Glossary

A

Agents: AI systems that can autonomously plan and execute multi-step tasks by calling tools, querying data sources, and making decisions without human intervention at each step.
API (Application Programming Interface): A standardized interface that allows software systems to communicate. In AI, APIs let your applications send prompts to a model and receive generated responses programmatically.

Chunking: The process of splitting large documents into smaller, overlapping segments before generating embeddings. Chunk size and overlap strategy directly affect retrieval quality in RAG systems.
Context Window: The maximum amount of text (measured in tokens) a model can process in a single request. Larger context windows allow more information but increase cost and latency.

Embeddings: Numerical representations (vectors) of text that capture semantic meaning. Similar concepts produce vectors that are close together, enabling machines to understand relationships between words, sentences, or documents.

Fine-Tuning: The process of further training a pre-trained model on a specific dataset to specialize its behavior for a particular domain or task, such as banking compliance language.
Foundation Model: A large AI model trained on broad data that can be adapted to many tasks. Examples include GPT-4, Claude, and Gemini. Banks evaluate these for capabilities, safety, and regulatory fit.

Guardrails: Safety mechanisms that constrain AI model outputs to prevent harmful, off-topic, or non-compliant responses. Critical in banking for regulatory adherence and brand safety.

Hallucination: When an AI model generates plausible-sounding but factually incorrect information. A critical risk in banking where inaccurate outputs could lead to regulatory violations or financial losses.
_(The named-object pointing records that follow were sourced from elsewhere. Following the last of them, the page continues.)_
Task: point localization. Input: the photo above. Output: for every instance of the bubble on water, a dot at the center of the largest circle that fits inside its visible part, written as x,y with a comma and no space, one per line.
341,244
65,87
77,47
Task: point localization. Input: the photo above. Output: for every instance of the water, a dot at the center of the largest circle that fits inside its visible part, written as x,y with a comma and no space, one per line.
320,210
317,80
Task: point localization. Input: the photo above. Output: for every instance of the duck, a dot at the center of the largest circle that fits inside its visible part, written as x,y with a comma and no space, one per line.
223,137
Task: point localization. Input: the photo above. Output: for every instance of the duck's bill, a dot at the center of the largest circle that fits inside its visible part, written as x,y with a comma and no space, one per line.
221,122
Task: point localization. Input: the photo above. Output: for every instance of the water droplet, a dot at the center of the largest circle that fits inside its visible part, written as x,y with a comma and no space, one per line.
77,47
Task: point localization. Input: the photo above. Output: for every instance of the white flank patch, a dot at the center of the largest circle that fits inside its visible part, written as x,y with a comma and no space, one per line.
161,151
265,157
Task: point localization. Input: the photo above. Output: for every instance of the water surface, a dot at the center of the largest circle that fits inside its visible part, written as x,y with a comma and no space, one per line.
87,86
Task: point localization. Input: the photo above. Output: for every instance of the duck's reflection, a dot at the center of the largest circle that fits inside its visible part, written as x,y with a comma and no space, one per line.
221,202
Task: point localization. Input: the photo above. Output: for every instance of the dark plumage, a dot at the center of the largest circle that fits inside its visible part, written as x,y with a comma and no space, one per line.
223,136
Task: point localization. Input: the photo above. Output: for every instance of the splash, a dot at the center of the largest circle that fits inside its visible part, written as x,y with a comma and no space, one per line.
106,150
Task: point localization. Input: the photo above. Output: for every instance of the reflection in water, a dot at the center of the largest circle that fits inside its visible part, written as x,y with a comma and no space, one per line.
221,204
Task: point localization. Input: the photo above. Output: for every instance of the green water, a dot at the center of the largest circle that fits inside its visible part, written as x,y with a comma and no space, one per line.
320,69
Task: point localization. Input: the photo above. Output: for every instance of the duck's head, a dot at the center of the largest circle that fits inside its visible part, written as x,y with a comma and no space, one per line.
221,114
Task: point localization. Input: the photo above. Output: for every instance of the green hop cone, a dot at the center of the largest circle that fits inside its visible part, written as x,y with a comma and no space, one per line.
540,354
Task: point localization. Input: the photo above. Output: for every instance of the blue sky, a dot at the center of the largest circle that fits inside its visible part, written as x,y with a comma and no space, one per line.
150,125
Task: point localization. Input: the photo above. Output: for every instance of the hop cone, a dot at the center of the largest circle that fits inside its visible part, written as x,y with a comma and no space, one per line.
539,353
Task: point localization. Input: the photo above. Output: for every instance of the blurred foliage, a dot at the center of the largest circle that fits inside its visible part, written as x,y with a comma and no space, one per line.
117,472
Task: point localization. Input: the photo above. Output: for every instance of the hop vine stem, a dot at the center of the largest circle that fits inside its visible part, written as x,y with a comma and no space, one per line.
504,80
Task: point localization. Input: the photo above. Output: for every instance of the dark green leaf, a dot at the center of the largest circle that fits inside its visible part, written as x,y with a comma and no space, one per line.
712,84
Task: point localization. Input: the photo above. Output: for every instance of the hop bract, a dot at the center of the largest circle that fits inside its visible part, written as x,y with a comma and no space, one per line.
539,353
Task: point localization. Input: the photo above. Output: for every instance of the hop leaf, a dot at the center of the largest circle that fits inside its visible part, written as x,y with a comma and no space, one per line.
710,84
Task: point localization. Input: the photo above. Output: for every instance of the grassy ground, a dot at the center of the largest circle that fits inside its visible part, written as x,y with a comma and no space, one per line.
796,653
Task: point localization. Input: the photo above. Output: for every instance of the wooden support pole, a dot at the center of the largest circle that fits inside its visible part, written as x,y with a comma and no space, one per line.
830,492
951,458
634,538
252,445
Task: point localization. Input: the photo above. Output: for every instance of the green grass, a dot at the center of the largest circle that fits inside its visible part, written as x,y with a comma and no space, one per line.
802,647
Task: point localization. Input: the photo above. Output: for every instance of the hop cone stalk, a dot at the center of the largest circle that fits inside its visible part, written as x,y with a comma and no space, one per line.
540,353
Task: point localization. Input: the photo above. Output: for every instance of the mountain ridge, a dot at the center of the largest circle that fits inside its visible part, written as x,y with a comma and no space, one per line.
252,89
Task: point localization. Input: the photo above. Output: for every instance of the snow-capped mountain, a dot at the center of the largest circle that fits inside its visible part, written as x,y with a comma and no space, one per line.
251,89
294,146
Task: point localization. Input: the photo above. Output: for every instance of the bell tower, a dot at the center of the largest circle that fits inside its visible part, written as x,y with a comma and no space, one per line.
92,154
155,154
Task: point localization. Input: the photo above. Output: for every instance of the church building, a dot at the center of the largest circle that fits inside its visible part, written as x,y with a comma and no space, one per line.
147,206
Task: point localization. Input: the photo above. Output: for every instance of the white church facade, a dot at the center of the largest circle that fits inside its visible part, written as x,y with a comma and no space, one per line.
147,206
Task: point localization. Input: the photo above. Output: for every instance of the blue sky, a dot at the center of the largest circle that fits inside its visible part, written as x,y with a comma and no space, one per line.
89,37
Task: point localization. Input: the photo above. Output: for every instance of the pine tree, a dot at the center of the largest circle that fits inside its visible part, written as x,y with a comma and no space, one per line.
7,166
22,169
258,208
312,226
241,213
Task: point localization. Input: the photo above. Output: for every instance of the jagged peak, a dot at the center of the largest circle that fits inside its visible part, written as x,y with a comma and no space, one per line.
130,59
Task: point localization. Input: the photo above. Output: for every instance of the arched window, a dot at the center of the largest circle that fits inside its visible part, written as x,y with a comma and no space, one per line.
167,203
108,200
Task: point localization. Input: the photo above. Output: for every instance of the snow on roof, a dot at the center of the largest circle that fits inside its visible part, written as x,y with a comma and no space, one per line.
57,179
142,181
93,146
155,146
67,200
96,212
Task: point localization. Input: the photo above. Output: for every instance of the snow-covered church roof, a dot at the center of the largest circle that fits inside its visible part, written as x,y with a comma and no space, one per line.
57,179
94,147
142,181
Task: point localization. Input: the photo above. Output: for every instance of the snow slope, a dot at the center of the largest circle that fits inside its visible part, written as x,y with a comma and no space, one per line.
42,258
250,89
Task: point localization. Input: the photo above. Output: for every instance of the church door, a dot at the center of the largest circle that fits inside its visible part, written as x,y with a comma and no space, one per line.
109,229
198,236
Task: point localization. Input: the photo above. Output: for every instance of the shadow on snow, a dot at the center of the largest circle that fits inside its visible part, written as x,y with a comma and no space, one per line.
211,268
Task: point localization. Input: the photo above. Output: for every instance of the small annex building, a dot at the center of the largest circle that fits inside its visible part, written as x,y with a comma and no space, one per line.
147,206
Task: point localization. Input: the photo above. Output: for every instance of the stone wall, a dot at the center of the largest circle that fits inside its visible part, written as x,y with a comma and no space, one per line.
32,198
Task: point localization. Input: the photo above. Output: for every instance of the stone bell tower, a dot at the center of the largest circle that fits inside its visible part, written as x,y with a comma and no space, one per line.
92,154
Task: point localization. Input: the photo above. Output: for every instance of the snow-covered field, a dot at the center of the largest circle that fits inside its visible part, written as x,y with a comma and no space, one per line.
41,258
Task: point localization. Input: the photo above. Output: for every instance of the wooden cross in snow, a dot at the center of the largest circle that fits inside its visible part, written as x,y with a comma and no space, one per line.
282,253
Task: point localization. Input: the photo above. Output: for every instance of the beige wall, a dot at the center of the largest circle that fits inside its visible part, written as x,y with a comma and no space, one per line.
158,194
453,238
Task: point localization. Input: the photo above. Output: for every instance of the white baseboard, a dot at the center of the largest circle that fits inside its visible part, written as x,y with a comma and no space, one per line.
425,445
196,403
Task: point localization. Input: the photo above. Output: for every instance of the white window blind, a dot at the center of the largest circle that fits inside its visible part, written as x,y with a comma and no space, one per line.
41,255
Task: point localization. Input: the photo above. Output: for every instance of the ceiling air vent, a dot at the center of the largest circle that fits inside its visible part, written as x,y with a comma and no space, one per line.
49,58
Inference: The process of running a trained model to generate predictions or outputs from new input data. Inference cost, latency, and throughput are key factors in enterprise AI deployment.

Large Language Model (LLM): A neural network trained on vast amounts of text data that can understand and generate human language. LLMs power chatbots, document analysis, code generation, and many enterprise AI applications.

Model Risk Management: The regulatory framework (OCC SR 11-7) governing how banks validate, monitor, and control AI models. Ensures models perform as expected and risks are identified and mitigated.

Orchestration Framework: Software that coordinates LLMs, tools, and data sources into complex workflows. Frameworks like LangChain and LangGraph manage prompt chains, memory, and tool calling for multi-step AI tasks.

Prompt Engineering: The practice of crafting effective instructions (prompts) to guide AI model behavior. Techniques include few-shot examples, chain-of-thought reasoning, and role-based system instructions.

Retrieval-Augmented Generation (RAG): A pattern that combines document retrieval with LLM generation. The system searches a knowledge base for relevant context, then feeds it to the model to produce grounded, accurate answers.

Semantic Search: Search that understands meaning rather than just matching keywords. Uses embeddings to find conceptually similar documents even when they use different terminology.
System Instructions: Persistent instructions provided to an LLM that define its role, behavior constraints, and output format. System instructions shape every response without being visible to end users.

Temperature: A parameter controlling the randomness of model outputs. Lower temperature (0.0-0.3) produces focused, deterministic responses; higher temperature (0.7-1.0) produces more creative, varied outputs.
Tokens: The basic units of text that LLMs process. A token is roughly 3/4 of an English word. Token counts determine cost, speed, and context window limits for every API call.
Transformer: The neural network architecture underlying modern LLMs. Transformers use self-attention mechanisms to process relationships between all parts of the input simultaneously, enabling powerful language understanding.

Vector Database: A specialized database optimized for storing and querying high-dimensional vectors (embeddings). Enables fast similarity search across millions of documents for RAG and recommendation systems.

Zero-Shot / Few-Shot Learning: The ability of LLMs to perform tasks with no examples (zero-shot) or just a few examples (few-shot) provided in the prompt, without requiring model retraining.